# Submit and forgive’: The dark history of the church and domestic violence



## Disir (Sep 15, 2019)

Laura was in her early 20s when she met Damien, a man regarded far and wide as a real catch.

“Damien was tall, dark and handsome, he played the drums and was the son of a high profile pastor,” Laura tells news.com.au.

“Everyone kept telling me how lucky I was to be dating him. I remember my dad telling me, ‘Wow Laura, you’ve really hit the jackpot’.”
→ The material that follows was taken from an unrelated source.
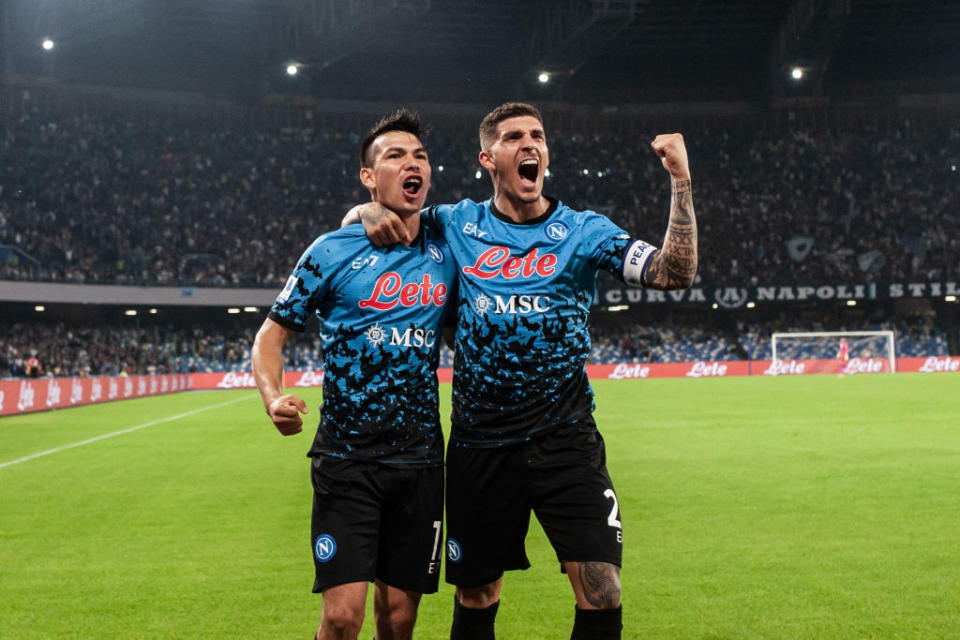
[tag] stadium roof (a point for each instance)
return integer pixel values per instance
(488, 50)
But before long, red flags began to appear — though Laura, who had never been in a serious relationship before, says she was “naive” to see them

“Yes, we clashed a bit when it came to our personalities, but I didn’t think there was anything to worry about,” she says.
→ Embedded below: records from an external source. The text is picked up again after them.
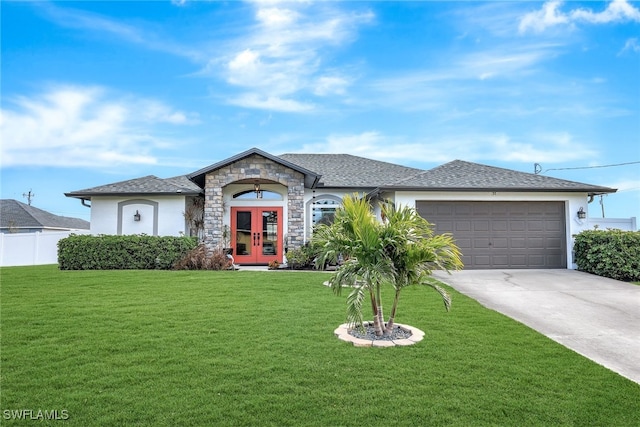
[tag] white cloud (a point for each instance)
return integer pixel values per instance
(83, 126)
(284, 54)
(546, 17)
(616, 11)
(132, 33)
(631, 45)
(329, 85)
(272, 103)
(276, 17)
(550, 16)
(547, 148)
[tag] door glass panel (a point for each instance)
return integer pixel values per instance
(269, 232)
(243, 233)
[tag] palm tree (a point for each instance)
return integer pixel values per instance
(399, 250)
(415, 252)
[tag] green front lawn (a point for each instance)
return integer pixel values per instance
(257, 348)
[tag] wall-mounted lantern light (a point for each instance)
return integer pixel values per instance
(581, 213)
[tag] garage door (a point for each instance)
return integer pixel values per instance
(502, 234)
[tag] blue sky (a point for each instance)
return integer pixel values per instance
(98, 92)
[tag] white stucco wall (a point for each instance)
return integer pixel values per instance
(319, 194)
(160, 215)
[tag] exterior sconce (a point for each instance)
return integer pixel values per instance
(581, 213)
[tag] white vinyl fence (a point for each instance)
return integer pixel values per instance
(31, 248)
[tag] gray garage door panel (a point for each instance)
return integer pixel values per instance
(502, 234)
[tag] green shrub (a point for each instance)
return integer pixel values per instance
(106, 252)
(300, 258)
(610, 253)
(198, 259)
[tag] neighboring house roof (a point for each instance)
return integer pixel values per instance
(459, 175)
(15, 214)
(147, 185)
(310, 177)
(345, 170)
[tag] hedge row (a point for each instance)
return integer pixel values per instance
(610, 253)
(104, 252)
When Damien proposed 18 months later, Laura says she truly believed she was “the luckiest girl in the world”. But soon after the two young Christians tied the knot, Laura says Damien’s mood swings began to grow more noticeable.
Church’s sickening message to abused wife

Wouldn't it be better to name the counselor to prevent it from occurring again?


----------



## SweetSue92 (Sep 15, 2019)

Disir said:


> Laura was in her early 20s when she met Damien, a man regarded far and wide as a real catch.
> 
> “Damien was tall, dark and handsome, he played the drums and was the son of a high profile pastor,” Laura tells news.com.au.
> 
> ...



For me as a Christian, a wife and a woman--this is like a triple tragedy. 

I'm so sad that she went to a broken church and received no help. I guess they forgot 1 Peter 3:7, where God says He won't even listen to the prayers of men who abuse their wives......

That man should have been brought before the church to answer for his behavior and then a court of law.


----------



## Damaged Eagle (Sep 15, 2019)

*****SMILE*****


----------